The president's plan is our one last hope

Bush (and the Congress) should authorize and fund far more than just a billion-dollars public works program for Iraq. We should consider a long-range, 21st century-like Marshall Plan for aid, trade and investment throughout the Middle East and central Asia, from Afghanistan to Iraq, Lebanon and Palestine - if they and others would participate - in regional consultation and cooperation.

The situation looks bleak and the choices seem lousy, but we've got to give the president and his new strategy one more opportunity, as Sens. Joe Lieberman and John McCain have suggested. This should not be a blank check, and Nouri al-Maliki must be serious about ending his political alliance with radical fundamentalists.

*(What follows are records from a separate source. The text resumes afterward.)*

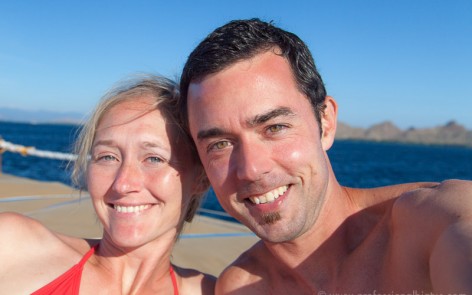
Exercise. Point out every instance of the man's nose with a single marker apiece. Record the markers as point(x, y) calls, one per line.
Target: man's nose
point(253, 161)
point(128, 179)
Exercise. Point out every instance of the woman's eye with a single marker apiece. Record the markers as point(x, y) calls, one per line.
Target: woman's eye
point(106, 158)
point(154, 160)
point(220, 145)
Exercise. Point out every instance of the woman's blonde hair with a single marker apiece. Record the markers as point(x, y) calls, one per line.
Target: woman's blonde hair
point(166, 95)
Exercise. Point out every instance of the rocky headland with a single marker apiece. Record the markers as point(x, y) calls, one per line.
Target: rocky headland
point(451, 133)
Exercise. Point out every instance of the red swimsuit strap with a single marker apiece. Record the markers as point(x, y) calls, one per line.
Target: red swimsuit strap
point(174, 281)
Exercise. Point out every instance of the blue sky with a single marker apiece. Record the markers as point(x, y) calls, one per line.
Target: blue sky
point(407, 61)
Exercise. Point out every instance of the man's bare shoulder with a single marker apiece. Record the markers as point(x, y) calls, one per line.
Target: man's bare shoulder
point(436, 223)
point(244, 275)
point(447, 201)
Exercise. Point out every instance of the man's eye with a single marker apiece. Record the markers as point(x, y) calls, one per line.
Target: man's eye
point(276, 128)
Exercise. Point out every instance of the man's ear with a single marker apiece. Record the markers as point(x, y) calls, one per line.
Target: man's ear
point(201, 182)
point(328, 122)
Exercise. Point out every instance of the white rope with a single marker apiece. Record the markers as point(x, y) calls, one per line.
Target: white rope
point(32, 151)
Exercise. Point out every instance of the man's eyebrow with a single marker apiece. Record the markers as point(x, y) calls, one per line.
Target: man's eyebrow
point(257, 120)
point(263, 118)
point(209, 133)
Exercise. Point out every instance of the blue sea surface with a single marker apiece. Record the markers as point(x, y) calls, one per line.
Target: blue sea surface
point(355, 163)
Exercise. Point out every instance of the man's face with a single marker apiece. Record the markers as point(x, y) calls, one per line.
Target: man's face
point(259, 142)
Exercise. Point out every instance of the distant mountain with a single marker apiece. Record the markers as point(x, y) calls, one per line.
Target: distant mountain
point(450, 133)
point(17, 115)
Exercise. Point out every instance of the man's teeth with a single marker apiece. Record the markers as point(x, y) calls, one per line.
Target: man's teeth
point(269, 197)
point(130, 209)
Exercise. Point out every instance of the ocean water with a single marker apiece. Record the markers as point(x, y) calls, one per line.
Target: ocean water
point(355, 163)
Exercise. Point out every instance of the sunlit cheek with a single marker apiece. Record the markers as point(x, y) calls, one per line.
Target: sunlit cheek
point(295, 156)
point(99, 180)
point(166, 186)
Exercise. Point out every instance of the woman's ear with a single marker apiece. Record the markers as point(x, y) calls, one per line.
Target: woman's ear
point(328, 122)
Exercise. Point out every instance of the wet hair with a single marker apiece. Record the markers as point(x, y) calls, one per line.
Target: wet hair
point(243, 39)
point(166, 96)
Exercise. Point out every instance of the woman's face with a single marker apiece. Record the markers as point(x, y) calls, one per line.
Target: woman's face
point(140, 177)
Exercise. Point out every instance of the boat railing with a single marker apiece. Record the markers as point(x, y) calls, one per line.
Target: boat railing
point(6, 146)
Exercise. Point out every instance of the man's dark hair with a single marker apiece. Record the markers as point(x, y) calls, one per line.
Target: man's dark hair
point(243, 39)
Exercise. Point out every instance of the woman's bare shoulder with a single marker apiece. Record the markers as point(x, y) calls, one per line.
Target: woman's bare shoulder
point(31, 254)
point(195, 282)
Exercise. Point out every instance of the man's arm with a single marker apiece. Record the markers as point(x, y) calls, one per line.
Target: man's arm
point(451, 256)
point(451, 259)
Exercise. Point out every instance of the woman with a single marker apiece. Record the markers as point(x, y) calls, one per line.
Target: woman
point(145, 180)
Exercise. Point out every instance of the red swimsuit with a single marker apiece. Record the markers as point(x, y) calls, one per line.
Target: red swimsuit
point(69, 282)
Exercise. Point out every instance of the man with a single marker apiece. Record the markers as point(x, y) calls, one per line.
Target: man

But the consequences of walking away would be to cede control of the Gulf region over to Iran, the revolutionary regime that threatens Israel with annihilation, while arming Hezbollah, Hamas and the radical Shiites of Moqtada al-Sadr in Iraq. To walk away would also consign the decent and peace-loving Iraqis who sided with us to face a blood bath of unimaginable proportions. Let's reaffirm to the Iraqis, the region and the world that we seek no permanent bases, no oil riches and that we are willing to work with all interested nations in the Middle East and North Africa to work out a modus vivendi with the Islamic world and that we are willing to listen to all suggestions for economic, political and cultural development.

One way to do this is to privatize Iraqi oil production for the good of all the Iraqis. The Iraqi oil industry is the most economically developed of all industries in the country. It would be a straightforward matter to privatize the industry by designating the existing administrative subdivisions of the industry as separate enterprises, each with an Iraqi CEO and board of directors, giving - not selling - an equal share of the stock in each of those enterprises to every Iraqi citizen. Presto, the industry is privatized, and the Iraqi people become shareholders in Iraqi oil production and in the Iraqi oil industry as well as shareholders in Iraq's move toward democratic development. The president is right to go for this last effort and avoid the catastrophic defeat that would set off forces in the Middle East from which only Iran and al-Qaida could benefit. These ideas represent our best hope for success. Only after we've give it one last try can we say to ourselves and the world that we paid the price and met our obligations in the defense of freedom.